F-150 Lightning

Make
Ford
Segment
Sports Car

Ford is doing its best to prevent dealer markups for the new F-150 Lightning electric pickup truck, but a quick glance browse through the classifieds reveals that the Blue Oval's efforts are not effective. Dealerships are still asking outrageous markups on the Lightning EV truck, pushing prices above the six-figure mark despite the top Platinum trim topping out at $90,874. In fact, there has already been an F-150 Lightning Lariat (MSRP of $79,269) on a popular auction website that sold for over $100,000.

Some people were surprised to see such a quick flip on a F-150 Lightning EV, since Ford reportedly enacted a one-year no-sale period, similar to the one it imposed on Ford GT buyers. CarScoops learned that this limitation is NOT in place at every dealer.

"Dealers requested language from us last year about having the ability to have customers hold on to their vehicle for one year from purchase," said Ford in an official statement. "It is up to dealers to work through local state laws should they decide to implement something between the dealer and the customer."

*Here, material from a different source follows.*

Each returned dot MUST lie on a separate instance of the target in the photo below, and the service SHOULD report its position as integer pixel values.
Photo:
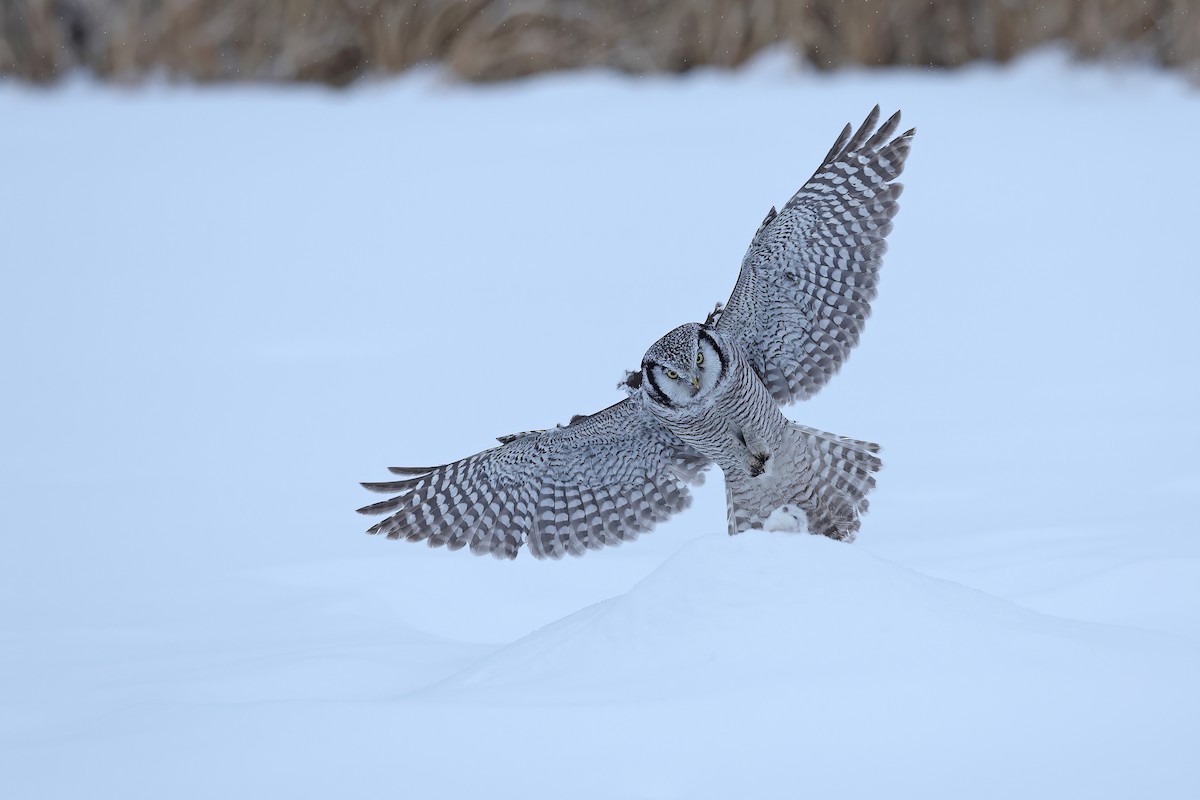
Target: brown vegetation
(337, 41)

This essentially means that dealerships can charge whatever they want for the Lightning truck, assuming they have a customer willing to pay the premium for early ownership. Conversely, these same dealers want to prevent customers from re-selling these trucks at a profit, keeping any financial gains in-house. In other words, "do as we say, not as we do."

Judging by the previously mentioned EV Lightning on Cars & Bids, some owners have already taken delivery without signing a one-year no-sale clause. If anyone is going to profit off the insane demand for new vehicles, we'd prefer it be individual people, not the large dealerships. It's interesting that Ford corporate is leaving this decision in the hands of dealers, as it stands to miss out on this additional revenue stream either way and doesn't receive any of the purchase price over MSRP. Ford's direct-to-consumer online sales model can't come soon enough.